Litigation and appeals
- ‘Vivad Se Vishwas Scheme, 2024’ for resolution of income tax disputes pending in appeal.
- Monetary limits for filing direct taxes, excise and service tax related appeals in Tax Tribunals, High Courts and Supreme Court increased to ₹60 lakh, ₹2 crore and ₹5 crore, respectively.
- Safe harbour rules expanded to reduce litigation and provide certainty in international taxation.
Employment and investment
- Angel tax for all classes of investors abolished to bolster start-up ecosystem,.
- Simpler tax regime for foreign shipping companies operating domestic cruises to promote cruise tourism in India.
- Safe harbour rates for foreign mining companies selling raw diamonds in the country.
- Corporate tax rate on foreign companies is reduced from 40 to 35 per cent.
Deepening tax base
- Security Transactions Tax on futures and options of securities increased to 0.02 per cent and 0.1 per cent, respectively.

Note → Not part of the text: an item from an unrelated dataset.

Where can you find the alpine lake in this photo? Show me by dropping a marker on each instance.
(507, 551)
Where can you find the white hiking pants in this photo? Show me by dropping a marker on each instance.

- Income received on buy-back of shares in the hands of the recipient to be taxed.
Social security benefits.
- Deduction of expenditure by employers towards NPS to be increased from 10 to 14 per cent of the employee’s salary.
- Non-reporting of small movable foreign assets up to ₹20 lakh de-penalised.
Other major proposal in Finance Bill
- Equalization levy of 2 per cent withdrawn.
Changes in Personal Income Tax under new tax regime
- Standard deduction for salaried employees increased from ₹50,000 to ₹75,000.
- Deduction on family pension for pensioners enhanced from ₹15,000/- to ₹25,000/-
- Revised tax rate structure:
0-3 lakh rupees | Nil |
3-7 lakh rupees | 5 per cent |
7-10 lakh rupees | 10 per cent |
10-12 lakh rupees | 15 per cent |
12-15 lakh rupees | 20 per cent |
Above 15 lakh rupees | 30 per cent |
- Salaried employee in the new tax regime stands to save up to ₹ 17,500/- in income tax.